Grundsätzlich ist die Frage: Wie ist Armut in die Welt gekommen?

Ich als Christ sehe ganz klar die Ursache darin, dass Menschen sich von Gott abgewandt haben. Manchmal ernte ich Lachen dafür, wenn ich das sage, aber sehr viel Armut in dieser Welt hat die Ursache im Egoismus der anderen. Es gibt Schuldige an Armut, aber das sind oft nicht die Armen selbst, sondern es sind die Reichen. Es sind die, die nicht abgeben wollen, die alles für sich nehmen, mit anderen Worten: die Egoisten.
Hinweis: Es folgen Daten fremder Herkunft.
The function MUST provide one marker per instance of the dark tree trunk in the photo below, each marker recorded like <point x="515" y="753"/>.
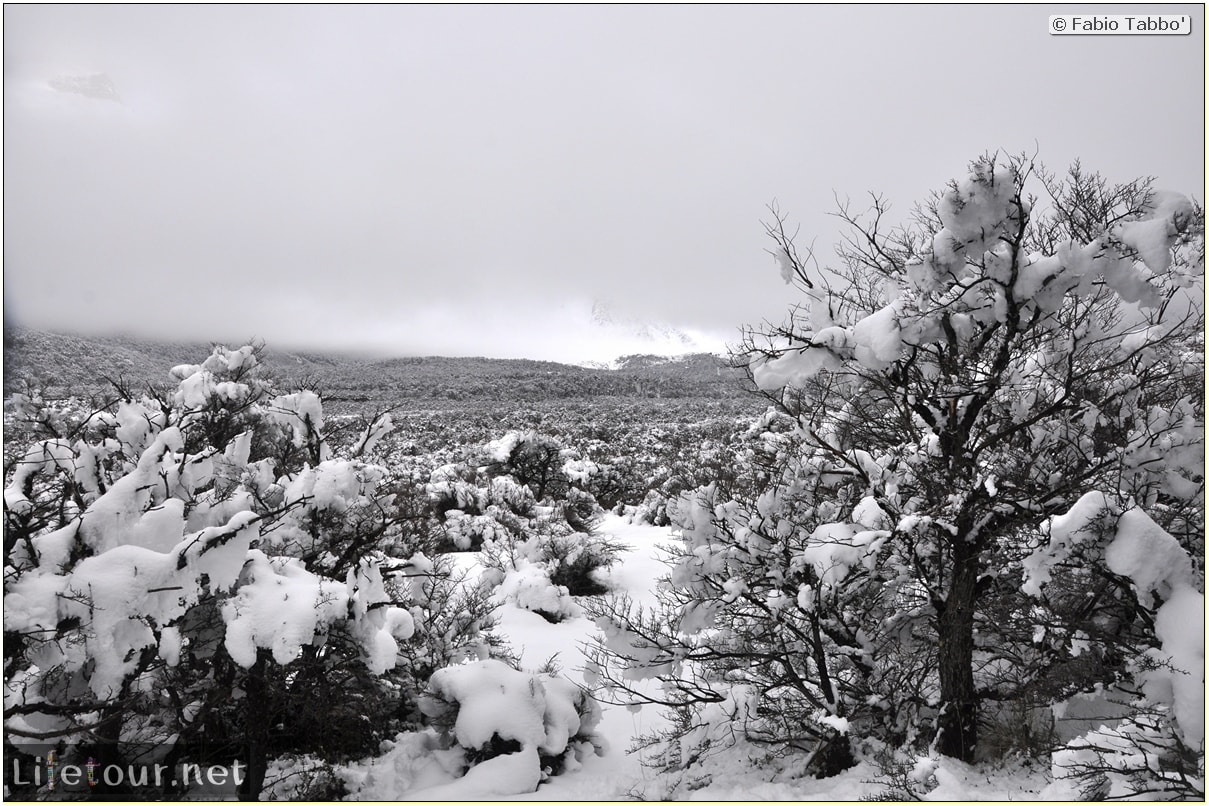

Dass wir beim Discounter 1,5 Liter Orangensaft für 70 Cent kaufen können, hat seine Ursache darin, dass Kinder in Brasilien auf Obstplantagen zu Hungerlöhnen arbeiten. Wenn wir trotzdem billigen Orangensaft kaufen, sind wir auch schuldig daran, ein bestimmtes System zu unterstützen. Und das fördert Armut. Wenn man etwas tiefer schürft, ist man sehr schnell bei sich selbst als eine der Ursachen von Armut.

„Die Schuldigen an Armut sind die Reichen.“

Wie kann Armut verringert oder gar gestoppt werden?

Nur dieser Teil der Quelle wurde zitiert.